Czysto edukacyjnie, neuron to funkcja linowa + funkcja aktywacji tak obliczasz wynik, a uczysz w drugą stronę licząc funkcja liniowa + funkcja aktywacji + funkcja błędu i pochodną po wadze neuronu i po biasie neuronu i tak dla każdego neuronu.
W twoim przypadku możesz bez funkcji aktywacji, czyli sama funkcja liniowa i potem funkcja błędu.

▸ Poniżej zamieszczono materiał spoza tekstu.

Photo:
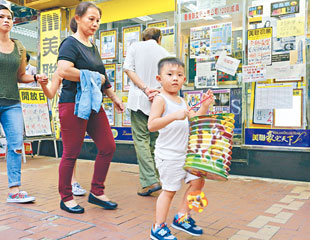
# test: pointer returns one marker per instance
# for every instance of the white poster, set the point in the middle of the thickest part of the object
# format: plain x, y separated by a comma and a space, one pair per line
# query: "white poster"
227, 64
274, 96
253, 73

np. x to dane wejściowe, W - waga, b - bias, target to jakiego wyniku się spodziewasz, y = (x * W + b) funkcja błędu (target - y)^2 i liczysz pochodną po funkcji błędu to ci wychodzi (target - (x * W +b))^2 to pochodna W/funkcji_loss = 2*(z - y) * -x1, a b/funkcji_loss = 2*(z - y) * -1, i teraz dodajesz te wartości b+= b/funkcji_loss W+=W/funkcji_loss, to są po prostu wyniki pochodnych po funkcji (z - (x * W +b))**2, po W i po b, wyniki gradientu dodajesz do zmiennych i to jest jeden krok uczenia, a do przewidzenia wyniku używasz funkcji (x * W + b), to jest forward poprzednie backward.
Za pomocą pytorch coś takiego możesz napisać:
optimizer.zero_grad() # ustawienie zmiennych zawierających gradient na zero
y = linear_model(x, W, b) # model sieci
loss = (y - target) ** 2 # tu funkcja mierzenia błędu
loss.backward() # to liczy pochodną i zapisuje w zmiennej W.grad, b.grad
optimizer.step() # dodanie gradientu czyli W+=W.grad i b+=b.grad, ale to też zależy od wybranego optimizera, jak gradient descent to tak będzie to wyglądać, ale są jeszcze inne.
Najprościej chyba i tak będzie ci użyć biblioteki Keras i zaprojektować jakiś model, wydaje mi się że ta akurat jest najprostsza biblioteka.